The donor was herself registered for a cadaveric kidney transplant at Jupiter Hospital in Thane a few weeks ago.
However, she developed a stroke, which led to irreversible brain damage.
“As the family was aware about cadaver donation, they agreed to donate her liver readily,” said Anirudh Kulkarni, transplant coordinator at the hospital.
On Friday, her liver was retrieved and transplanted into a 53-year-old woman from Malad, who had end-stage liver failure.
Unfortunately, the recipient succumbed a day after the transplant surgery.
Across the world, 85 to 90% cadaver liver transplants are successful. “This was an unexpected outcome,” said a senior doctor from the hospital.
Last year, Mumbai recorded 41 cadaver transplants, a majority of which were facilitated at private hospitals.

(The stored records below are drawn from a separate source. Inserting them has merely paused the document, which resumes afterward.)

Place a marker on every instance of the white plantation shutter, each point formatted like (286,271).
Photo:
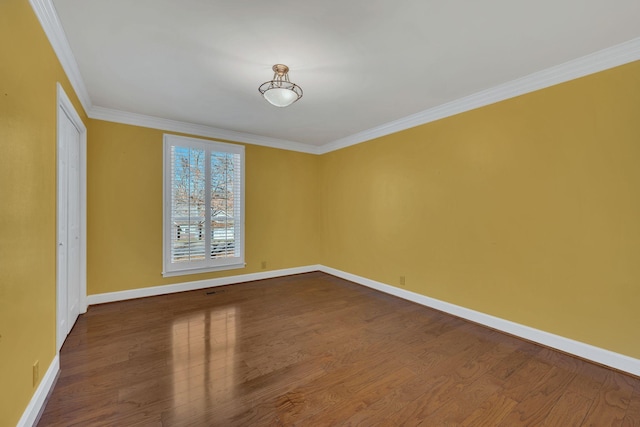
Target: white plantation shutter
(203,205)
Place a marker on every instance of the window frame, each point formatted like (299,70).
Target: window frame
(169,268)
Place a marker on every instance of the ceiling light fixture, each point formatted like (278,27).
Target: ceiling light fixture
(280,91)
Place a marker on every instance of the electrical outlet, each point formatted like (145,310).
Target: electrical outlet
(36,373)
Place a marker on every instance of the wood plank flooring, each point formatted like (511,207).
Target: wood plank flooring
(316,350)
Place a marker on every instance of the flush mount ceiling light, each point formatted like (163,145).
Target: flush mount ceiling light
(280,91)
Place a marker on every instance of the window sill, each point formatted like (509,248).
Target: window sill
(187,272)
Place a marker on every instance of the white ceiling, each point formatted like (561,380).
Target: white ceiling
(361,63)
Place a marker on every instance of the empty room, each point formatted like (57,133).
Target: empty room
(319,213)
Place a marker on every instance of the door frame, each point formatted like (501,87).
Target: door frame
(65,108)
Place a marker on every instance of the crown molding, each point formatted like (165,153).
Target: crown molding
(48,17)
(117,116)
(599,61)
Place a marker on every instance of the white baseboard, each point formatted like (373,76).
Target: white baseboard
(36,405)
(191,286)
(576,348)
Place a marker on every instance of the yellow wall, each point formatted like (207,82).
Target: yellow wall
(528,209)
(29,71)
(124,207)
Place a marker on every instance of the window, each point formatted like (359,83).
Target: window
(203,216)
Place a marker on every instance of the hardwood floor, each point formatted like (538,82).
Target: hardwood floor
(316,350)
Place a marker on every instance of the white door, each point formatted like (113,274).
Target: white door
(70,199)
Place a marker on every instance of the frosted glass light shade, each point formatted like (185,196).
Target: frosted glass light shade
(280,97)
(280,92)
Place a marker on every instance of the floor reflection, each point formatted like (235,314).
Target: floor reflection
(203,349)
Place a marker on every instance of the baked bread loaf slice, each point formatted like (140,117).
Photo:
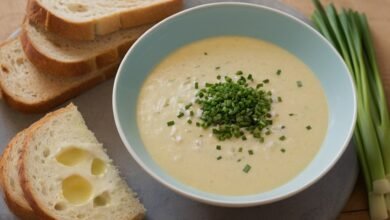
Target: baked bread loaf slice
(55,55)
(65,172)
(27,89)
(87,19)
(12,190)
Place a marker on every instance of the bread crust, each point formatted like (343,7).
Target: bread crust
(48,65)
(88,30)
(58,99)
(13,204)
(26,187)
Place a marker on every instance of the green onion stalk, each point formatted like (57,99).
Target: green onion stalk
(349,33)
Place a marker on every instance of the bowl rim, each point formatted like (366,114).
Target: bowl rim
(240,203)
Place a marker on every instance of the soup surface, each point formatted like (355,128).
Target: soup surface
(193,155)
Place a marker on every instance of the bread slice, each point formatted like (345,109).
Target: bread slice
(27,89)
(56,55)
(65,172)
(86,19)
(12,190)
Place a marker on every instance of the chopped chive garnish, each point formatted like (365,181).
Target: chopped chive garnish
(247,168)
(188,106)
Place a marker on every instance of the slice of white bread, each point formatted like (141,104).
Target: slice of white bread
(12,190)
(65,172)
(56,55)
(86,19)
(27,89)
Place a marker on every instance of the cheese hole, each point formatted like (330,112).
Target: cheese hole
(76,189)
(98,167)
(72,156)
(60,206)
(101,200)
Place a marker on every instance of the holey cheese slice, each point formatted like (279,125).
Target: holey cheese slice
(66,173)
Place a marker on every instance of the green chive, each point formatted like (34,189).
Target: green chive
(247,168)
(188,106)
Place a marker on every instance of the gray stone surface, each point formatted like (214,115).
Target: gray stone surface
(321,201)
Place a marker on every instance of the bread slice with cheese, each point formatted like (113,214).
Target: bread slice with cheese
(87,19)
(27,89)
(55,55)
(12,190)
(65,172)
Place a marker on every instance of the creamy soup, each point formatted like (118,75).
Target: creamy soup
(168,115)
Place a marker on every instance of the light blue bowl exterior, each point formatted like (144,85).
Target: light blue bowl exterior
(243,20)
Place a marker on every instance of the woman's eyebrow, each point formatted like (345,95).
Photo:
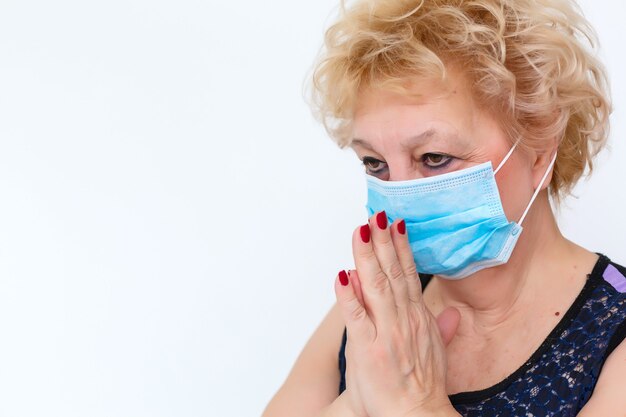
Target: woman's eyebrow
(413,140)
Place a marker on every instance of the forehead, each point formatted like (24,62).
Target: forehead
(424,102)
(446,107)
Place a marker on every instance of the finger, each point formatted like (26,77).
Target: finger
(377,294)
(356,283)
(405,257)
(387,259)
(358,322)
(448,323)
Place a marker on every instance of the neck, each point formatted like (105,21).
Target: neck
(494,295)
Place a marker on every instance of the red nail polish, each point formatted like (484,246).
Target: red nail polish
(343,278)
(365,233)
(401,227)
(381,220)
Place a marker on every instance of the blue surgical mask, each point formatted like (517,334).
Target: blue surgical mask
(455,222)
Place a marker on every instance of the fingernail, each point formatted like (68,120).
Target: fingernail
(365,233)
(343,278)
(381,220)
(401,227)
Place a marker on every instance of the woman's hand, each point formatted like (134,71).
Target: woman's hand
(395,351)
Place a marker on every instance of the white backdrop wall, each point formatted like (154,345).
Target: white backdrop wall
(171,216)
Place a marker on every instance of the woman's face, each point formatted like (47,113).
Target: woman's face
(439,131)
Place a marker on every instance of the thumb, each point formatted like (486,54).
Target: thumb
(448,323)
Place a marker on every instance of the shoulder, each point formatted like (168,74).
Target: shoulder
(608,397)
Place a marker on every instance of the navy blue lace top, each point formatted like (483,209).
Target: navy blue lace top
(560,376)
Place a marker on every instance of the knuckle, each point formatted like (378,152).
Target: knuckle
(357,312)
(381,282)
(394,271)
(411,269)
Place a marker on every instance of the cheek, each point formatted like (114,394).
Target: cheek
(515,183)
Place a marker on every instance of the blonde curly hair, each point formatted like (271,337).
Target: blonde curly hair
(529,62)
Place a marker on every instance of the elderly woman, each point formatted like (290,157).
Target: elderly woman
(465,298)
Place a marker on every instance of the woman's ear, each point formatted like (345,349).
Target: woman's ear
(543,166)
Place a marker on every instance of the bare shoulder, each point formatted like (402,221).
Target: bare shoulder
(608,397)
(313,382)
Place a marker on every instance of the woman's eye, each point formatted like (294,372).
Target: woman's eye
(436,160)
(373,165)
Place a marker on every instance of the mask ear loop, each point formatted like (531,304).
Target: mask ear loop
(538,189)
(506,157)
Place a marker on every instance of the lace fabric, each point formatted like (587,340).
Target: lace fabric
(560,376)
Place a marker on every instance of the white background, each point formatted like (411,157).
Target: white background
(172,217)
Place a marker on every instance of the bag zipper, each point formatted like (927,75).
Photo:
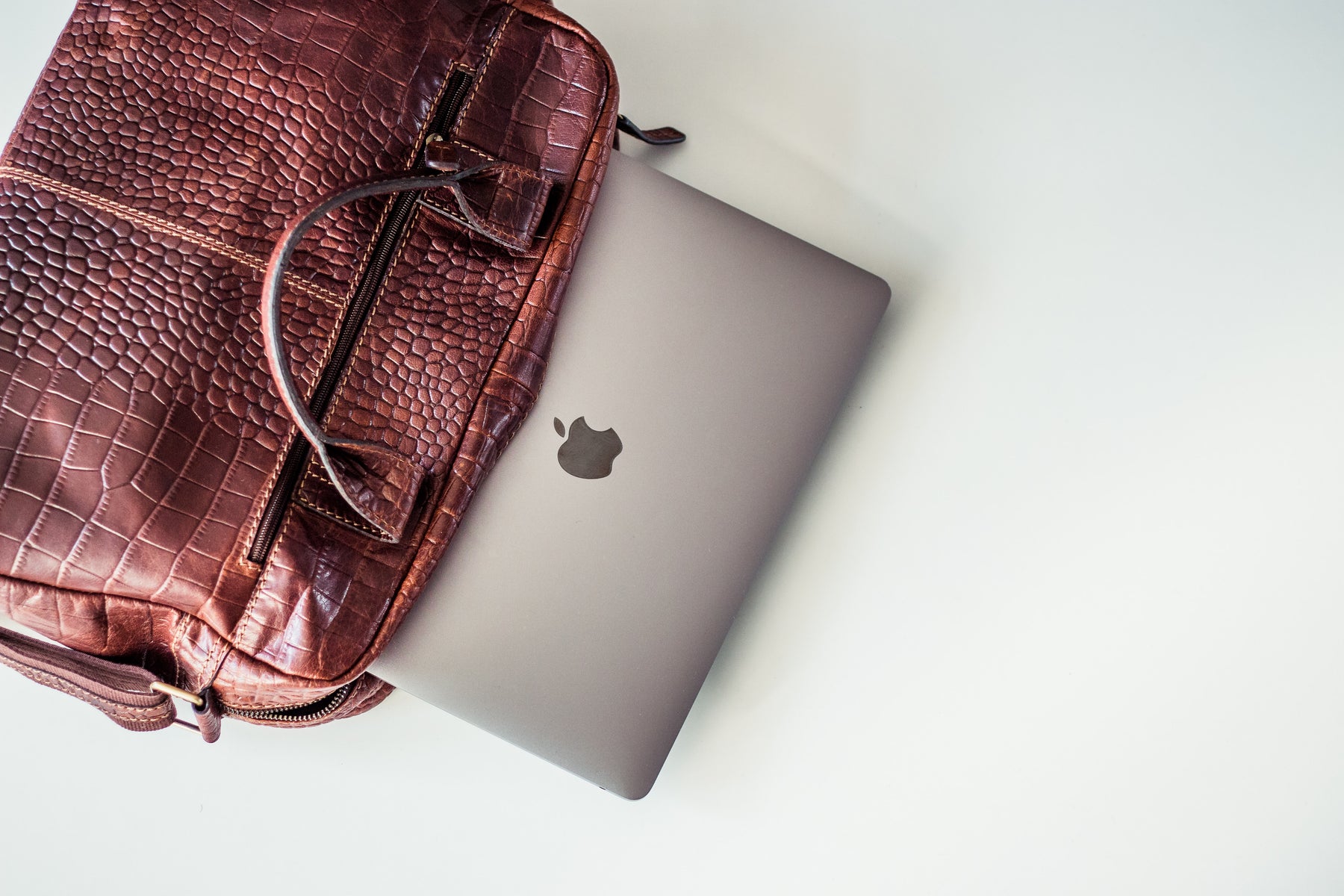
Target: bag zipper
(311,711)
(385,249)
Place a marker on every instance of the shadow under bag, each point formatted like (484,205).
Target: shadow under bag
(277,285)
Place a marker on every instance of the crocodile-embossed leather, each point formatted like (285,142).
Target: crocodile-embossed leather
(141,435)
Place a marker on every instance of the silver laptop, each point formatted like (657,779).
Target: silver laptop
(699,361)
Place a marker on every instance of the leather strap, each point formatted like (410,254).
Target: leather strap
(376,482)
(653,136)
(122,694)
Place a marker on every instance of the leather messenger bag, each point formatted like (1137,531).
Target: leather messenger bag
(277,285)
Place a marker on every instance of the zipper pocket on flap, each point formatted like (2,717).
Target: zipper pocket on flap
(379,261)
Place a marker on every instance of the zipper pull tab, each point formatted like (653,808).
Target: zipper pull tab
(655,137)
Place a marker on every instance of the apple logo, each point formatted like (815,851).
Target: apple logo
(588,453)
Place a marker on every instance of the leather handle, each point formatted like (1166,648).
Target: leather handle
(376,482)
(127,695)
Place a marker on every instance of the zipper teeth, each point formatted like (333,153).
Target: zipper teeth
(389,238)
(329,704)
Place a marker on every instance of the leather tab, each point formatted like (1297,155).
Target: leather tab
(376,482)
(497,199)
(655,136)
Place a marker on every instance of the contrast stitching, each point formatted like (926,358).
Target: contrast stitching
(332,514)
(136,714)
(161,226)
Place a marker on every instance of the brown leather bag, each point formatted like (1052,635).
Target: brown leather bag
(279,285)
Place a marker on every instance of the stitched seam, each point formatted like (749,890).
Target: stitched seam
(512,242)
(388,210)
(355,354)
(334,514)
(161,226)
(480,74)
(108,709)
(373,312)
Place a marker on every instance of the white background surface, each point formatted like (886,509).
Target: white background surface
(1061,612)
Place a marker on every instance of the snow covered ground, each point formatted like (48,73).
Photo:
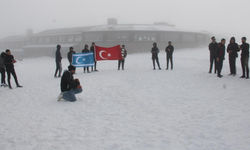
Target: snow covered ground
(134,109)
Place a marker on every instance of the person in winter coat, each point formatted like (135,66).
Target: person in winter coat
(124,55)
(70,53)
(2,70)
(212,48)
(86,50)
(233,50)
(169,51)
(9,63)
(58,61)
(155,52)
(244,58)
(92,49)
(69,85)
(220,56)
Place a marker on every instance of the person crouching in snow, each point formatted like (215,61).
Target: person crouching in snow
(69,85)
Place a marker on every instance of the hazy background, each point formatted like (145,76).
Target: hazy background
(221,17)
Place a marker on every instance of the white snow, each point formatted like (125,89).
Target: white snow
(134,109)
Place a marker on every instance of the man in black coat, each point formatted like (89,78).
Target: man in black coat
(92,49)
(232,49)
(169,50)
(220,56)
(212,48)
(155,52)
(70,53)
(9,64)
(244,58)
(58,61)
(69,85)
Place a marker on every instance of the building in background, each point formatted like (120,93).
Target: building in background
(136,37)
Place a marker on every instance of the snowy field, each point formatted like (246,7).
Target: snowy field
(134,109)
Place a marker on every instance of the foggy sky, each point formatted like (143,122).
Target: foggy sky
(221,17)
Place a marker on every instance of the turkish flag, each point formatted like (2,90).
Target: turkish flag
(108,53)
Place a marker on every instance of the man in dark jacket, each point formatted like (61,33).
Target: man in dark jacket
(69,85)
(9,63)
(244,58)
(220,56)
(233,50)
(86,50)
(92,49)
(70,53)
(58,61)
(212,48)
(155,52)
(169,50)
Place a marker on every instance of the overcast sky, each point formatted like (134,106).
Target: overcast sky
(221,17)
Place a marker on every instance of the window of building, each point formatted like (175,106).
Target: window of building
(174,37)
(93,37)
(118,36)
(144,37)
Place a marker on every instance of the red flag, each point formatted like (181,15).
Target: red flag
(105,53)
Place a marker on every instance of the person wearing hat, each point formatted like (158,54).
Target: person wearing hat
(169,50)
(70,53)
(212,48)
(69,85)
(244,58)
(155,52)
(92,49)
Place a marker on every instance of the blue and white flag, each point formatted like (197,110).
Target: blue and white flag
(83,59)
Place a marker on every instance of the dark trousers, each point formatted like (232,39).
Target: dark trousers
(219,65)
(244,65)
(157,61)
(170,58)
(232,60)
(212,61)
(92,68)
(119,64)
(11,71)
(3,75)
(58,68)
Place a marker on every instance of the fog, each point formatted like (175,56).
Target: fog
(222,18)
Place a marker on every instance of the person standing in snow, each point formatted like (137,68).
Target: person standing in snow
(9,63)
(244,58)
(169,51)
(69,85)
(92,49)
(70,53)
(155,52)
(124,55)
(233,50)
(58,61)
(2,70)
(212,48)
(220,56)
(86,50)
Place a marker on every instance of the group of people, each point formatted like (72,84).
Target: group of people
(217,56)
(7,62)
(169,55)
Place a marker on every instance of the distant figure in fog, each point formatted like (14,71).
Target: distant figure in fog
(244,58)
(124,55)
(58,61)
(169,51)
(2,70)
(70,53)
(9,63)
(233,49)
(220,56)
(86,50)
(212,48)
(155,52)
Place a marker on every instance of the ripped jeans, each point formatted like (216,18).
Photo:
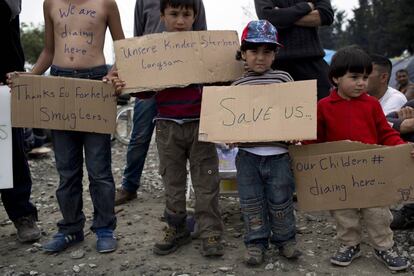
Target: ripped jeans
(265,189)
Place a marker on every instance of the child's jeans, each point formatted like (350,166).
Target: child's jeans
(176,144)
(69,147)
(265,190)
(377,223)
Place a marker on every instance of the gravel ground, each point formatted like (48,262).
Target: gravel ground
(139,226)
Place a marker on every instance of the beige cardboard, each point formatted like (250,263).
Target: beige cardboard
(63,103)
(158,61)
(340,175)
(6,162)
(259,113)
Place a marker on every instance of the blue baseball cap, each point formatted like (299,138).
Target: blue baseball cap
(260,31)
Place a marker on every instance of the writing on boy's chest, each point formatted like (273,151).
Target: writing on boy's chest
(73,10)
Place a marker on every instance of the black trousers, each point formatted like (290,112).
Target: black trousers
(307,69)
(16,201)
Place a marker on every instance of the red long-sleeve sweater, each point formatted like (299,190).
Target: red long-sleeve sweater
(358,119)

Experts said the lack of cadaver identification by public hospitals is responsible for fewer donations, while the waiting list is only swelling.
According to the zonal transplant coordination committee, 11 hospitals in the city, including three major public hospitals - B Y L Nair Hospital in Mumbai Central, Sir JJ Hospital in Byculla and Sion Hospital - have not facilitated cadaver donations in 2014.
On the other hand, public hospitals at any given time would have at least four to five cadavers in their intensive care units.